Development

This page is for contributors and readers of the codebase.

Build the project

Quick Rust check:

cargo check

Build the extension and install it into the current environment:

uv run --with maturin maturin develop --release

Run tests

uv run pytest

If you want to focus on one area:

uv run pytest tests/test_run.py
uv run pytest tests/test_compat.py
uv run pytest tests/test_tls.py

Build the docs

With MkDocs installed:

mkdocs serve
mkdocs build

Or with uv without adding a permanent dependency:

uvx --from mkdocs mkdocs serve
uvx --from mkdocs mkdocs build

Good places to start reading

If you are new to the project, this order works well:

  1. python/rsloop/__init__.py
  2. python/rsloop/_run.py
  3. python/rsloop/_loop_compat.py
  4. src/lib.rs
  5. src/python_api.rs
  6. src/loop_core.rs

This order moves from simple Python wrappers to the larger Rust internals.

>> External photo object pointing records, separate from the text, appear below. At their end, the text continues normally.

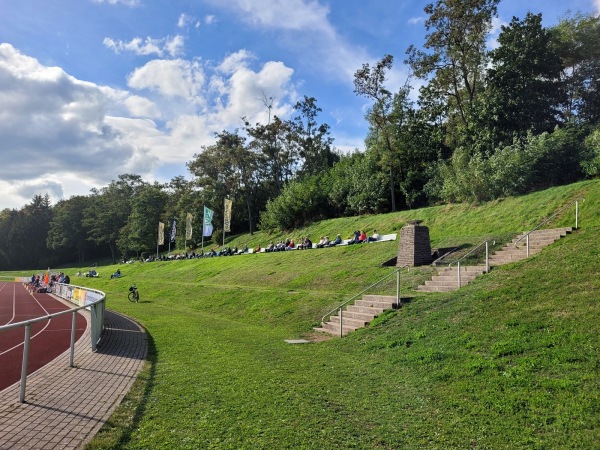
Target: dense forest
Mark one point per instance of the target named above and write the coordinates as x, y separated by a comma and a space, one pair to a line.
520, 117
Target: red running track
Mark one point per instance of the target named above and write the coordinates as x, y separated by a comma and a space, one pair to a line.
49, 338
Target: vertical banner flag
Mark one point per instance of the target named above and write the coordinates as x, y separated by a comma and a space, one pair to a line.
227, 222
161, 233
173, 230
188, 226
207, 227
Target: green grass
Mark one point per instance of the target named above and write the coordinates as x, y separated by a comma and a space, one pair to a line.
510, 361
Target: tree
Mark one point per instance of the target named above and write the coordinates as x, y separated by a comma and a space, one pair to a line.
523, 85
455, 65
140, 232
228, 169
313, 138
369, 82
109, 211
576, 40
66, 231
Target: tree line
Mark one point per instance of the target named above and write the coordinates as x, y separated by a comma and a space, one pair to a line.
485, 124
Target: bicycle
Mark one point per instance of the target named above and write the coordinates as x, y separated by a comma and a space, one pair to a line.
134, 295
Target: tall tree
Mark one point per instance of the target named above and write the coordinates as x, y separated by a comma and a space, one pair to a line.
67, 232
455, 57
140, 232
370, 82
314, 139
576, 39
523, 85
109, 211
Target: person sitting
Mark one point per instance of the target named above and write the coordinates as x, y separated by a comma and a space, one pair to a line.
336, 241
373, 238
362, 238
355, 239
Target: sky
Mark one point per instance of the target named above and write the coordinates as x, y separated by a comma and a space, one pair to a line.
91, 89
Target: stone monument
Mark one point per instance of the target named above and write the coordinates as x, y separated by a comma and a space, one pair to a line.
414, 248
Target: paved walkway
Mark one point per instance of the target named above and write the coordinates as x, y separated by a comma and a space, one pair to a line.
65, 407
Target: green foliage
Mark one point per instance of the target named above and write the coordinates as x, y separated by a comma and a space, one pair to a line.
513, 357
591, 165
299, 202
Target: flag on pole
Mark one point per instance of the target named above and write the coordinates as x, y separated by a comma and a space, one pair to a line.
188, 226
207, 226
161, 233
173, 230
227, 221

How to think about changes

When you add or debug a feature, it helps to ask:

  1. Is this a Python wrapper issue or a Rust implementation issue?
  2. Does the behavior need to match standard asyncio exactly?
  3. Is the feature cross-platform, Unix-only, or Windows-specific?
  4. Do the tests already describe the expected behavior?

Those four questions usually point you to the right part of the codebase.

Profiling

Profiling support exists behind the Rust profiler feature and uses Tracy.

Example build:

uv run --with maturin maturin develop --release --features profiler

The Python API then exposes:

  • rsloop.profile()
  • rsloop.start_profiler()
  • rsloop.stop_profiler()

Current state of the project

This is still an alpha-stage project.

It already covers a lot of asyncio surface area, but some areas are still evolving:

  • TLS compatibility
  • transport internals
  • helper-thread removal in older paths
  • platform-specific behavior differences

That makes the repository a good place to learn from, but also a project where careful testing matters.